Comunque queste sono cose che affronterò nello specifico più avanti, quello che mi interessa adesso è che imparino come sono fatte.

E per fare questo c’è bisogno che capiscano che anche la loro vagina, come qualunque altra parte del loro corpo è una cosa da trattare con amore, è una parte pulita, piacevole e degna di rispetto e attenzioni. Per questo ho spiegato a tutte e due come è fatta, e quindi come va trattata soprattutto nell’igiene personale, come lavarla, passando bene ovunque il sapone in maniera tale che non ci siano parti che restano escluse dalla pulizia. Tutto il nostro corpo è uguale e tutto va lavato e accarezzato, perché impiegare tanto tempo a depilare le gambe e spalmarci crema tutti i giorni e poi farsi un frettoloso bidet la sera?? Non è giusto, noi dobbiamo amarci tutte così come siamo fatte!

Ho spiegato loro che anche la vagina ha dei muscoli e che sono molto importanti per fare la pipì e la pupù e che serviranno tantissimo, quando dovranno avere dei bambini.

Ho spiegato che ci sono le mestruazioni, ma che sono un regalo che ci fa il nostro corpo, per ricordarci tutti i mesi che possiamo avere dei bambini e che quindi attraverso di noi può nascere una nuova vita.

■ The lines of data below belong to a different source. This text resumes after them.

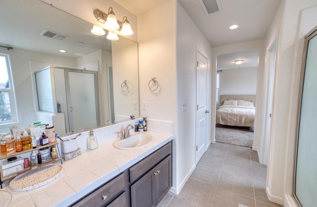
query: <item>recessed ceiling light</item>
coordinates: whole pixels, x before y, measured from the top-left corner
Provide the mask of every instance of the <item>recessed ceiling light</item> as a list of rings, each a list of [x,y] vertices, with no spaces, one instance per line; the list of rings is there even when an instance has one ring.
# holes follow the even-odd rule
[[[242,62],[243,62],[243,59],[238,59],[238,60],[234,60],[234,62],[235,62],[236,64],[237,64],[237,65],[240,65]]]
[[[236,24],[234,24],[233,25],[230,26],[229,29],[231,30],[234,30],[235,29],[237,29],[238,27],[239,27],[239,26],[237,25]]]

Il sangue mestruale non è una cosa sporca, è lo stesso che ci esce, quando ci graffia il gatto, lo stesso che succhiamo dal dito, quando ci pungiamo con l’ago, quello che lo fa vedere sporco è la cattiva conoscenza del nostro corpo e l’odore che assume a causa dell’utilizzo di assorbenti che fanno ristagnare il sangue assieme ai prodotti chimici con cui sono fabbricati.

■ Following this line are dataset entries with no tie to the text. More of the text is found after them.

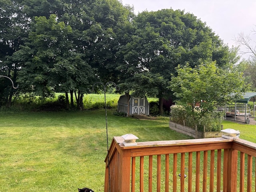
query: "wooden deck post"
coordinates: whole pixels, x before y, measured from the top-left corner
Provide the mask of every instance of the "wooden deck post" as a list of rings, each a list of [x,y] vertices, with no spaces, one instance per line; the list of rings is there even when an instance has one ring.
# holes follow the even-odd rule
[[[237,191],[238,151],[229,149],[228,154],[227,172],[227,192]]]
[[[120,149],[118,186],[117,192],[130,192],[131,178],[131,150]]]

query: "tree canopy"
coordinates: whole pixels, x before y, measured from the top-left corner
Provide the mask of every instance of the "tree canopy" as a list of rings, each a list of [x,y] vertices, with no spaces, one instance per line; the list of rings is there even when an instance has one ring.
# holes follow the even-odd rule
[[[122,90],[156,96],[160,109],[162,99],[172,95],[168,82],[178,65],[193,67],[214,61],[220,66],[229,65],[228,47],[192,14],[171,9],[144,11],[133,26],[130,41],[120,51],[124,56],[118,67],[125,76],[120,80]]]
[[[120,92],[157,97],[162,110],[163,98],[174,98],[169,82],[178,66],[214,62],[230,70],[237,60],[206,23],[184,11],[135,15],[118,0],[0,0],[0,74],[20,88],[15,93],[4,83],[2,101],[14,94],[60,92],[68,107],[70,92],[78,93],[78,106],[94,82],[112,81]]]
[[[216,110],[217,105],[237,100],[246,90],[243,74],[235,67],[223,69],[211,62],[194,68],[179,65],[176,69],[178,75],[172,78],[169,87],[177,103],[188,108],[194,115],[197,107],[203,115]]]

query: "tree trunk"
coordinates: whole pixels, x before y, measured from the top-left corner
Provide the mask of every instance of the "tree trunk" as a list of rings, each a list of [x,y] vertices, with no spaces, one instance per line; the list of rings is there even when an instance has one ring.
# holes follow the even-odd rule
[[[71,108],[74,108],[74,98],[73,97],[74,91],[73,90],[70,90],[70,104],[71,104]]]
[[[164,114],[164,110],[163,109],[163,98],[162,97],[159,98],[159,114],[160,115],[163,115]]]
[[[6,108],[9,108],[11,106],[11,104],[12,104],[12,96],[13,96],[13,93],[11,92],[9,96],[7,96],[6,98]]]
[[[80,90],[78,90],[78,95],[76,95],[76,93],[75,92],[75,95],[76,96],[76,108],[78,110],[79,110],[80,107]]]
[[[79,109],[80,110],[84,110],[84,102],[83,102],[83,97],[84,95],[81,94],[80,96],[80,99],[79,100]]]
[[[69,109],[69,101],[68,100],[68,92],[67,91],[65,92],[66,95],[66,109]]]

Tornando alla prima cosa di cui ho parlato, quella che io ritengo la più importante, dobbiamo insegnare ai nostri figli maschi o femmine che siano, che il nostro corpo è un dono che la vita ci ha fatto, che è sempre bellissimo e che dobbiamo trattarlo TUTTO con rispetto.
E che questo stesso rispetto dobbiamo esigerlo dalle persone che ci circondano, chiunque esse siano, se una persona fa qualunque cosa rivolta verso a noi che ci da fastidio dobbiamo ricordarci e quindi insegnare, che non siamo noi sbagliati e che ci da fastidio perché abbiamo delle carenze, ma quello sbagliato è la persona che lo sta facendo a noi. Sbagliato perché va contro la nostra salute, o sbagliato magari semplicemente perché lo sta facendo nella maniera che a noi non piace. Nel primo caso bisogna allontanare la persona e rivolgerci a chi ci può aiutare, nel secondo caso impariamo a parlare e a esternare i nostri desideri e i nostri disagi.

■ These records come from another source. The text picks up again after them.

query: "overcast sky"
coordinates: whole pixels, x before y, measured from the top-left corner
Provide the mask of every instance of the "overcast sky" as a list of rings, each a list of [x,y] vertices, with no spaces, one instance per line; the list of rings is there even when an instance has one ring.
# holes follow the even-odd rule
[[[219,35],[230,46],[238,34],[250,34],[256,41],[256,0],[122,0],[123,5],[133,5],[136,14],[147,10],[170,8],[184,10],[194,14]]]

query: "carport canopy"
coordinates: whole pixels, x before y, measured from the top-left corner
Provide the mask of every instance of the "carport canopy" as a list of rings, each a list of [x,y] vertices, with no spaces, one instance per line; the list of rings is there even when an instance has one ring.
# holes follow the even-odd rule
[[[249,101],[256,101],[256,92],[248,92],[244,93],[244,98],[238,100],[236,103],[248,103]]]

Se un bambino ha sete è importante che impari a chiedere acqua, se ha bisogno di coccole è essenziale che impari a chiederle e che noi impariamo ad essere ricettivi e disposti a concederle. Di contro se un bambino o una persona adulta si accorge che qualche cosa non va deve imparare a dirlo. Se a noi adulti capita di avere relazioni insoddisfacenti perché la persona con cui stiamo non ci tratta come vorremo, impariamo a dirlo e si può risolvere tutto e rendere la nostra vita, compresa quella sessuale molto più piacevole, impariamo ad avere rispetto di noi stessi e poi insegniamolo ai nostri figli.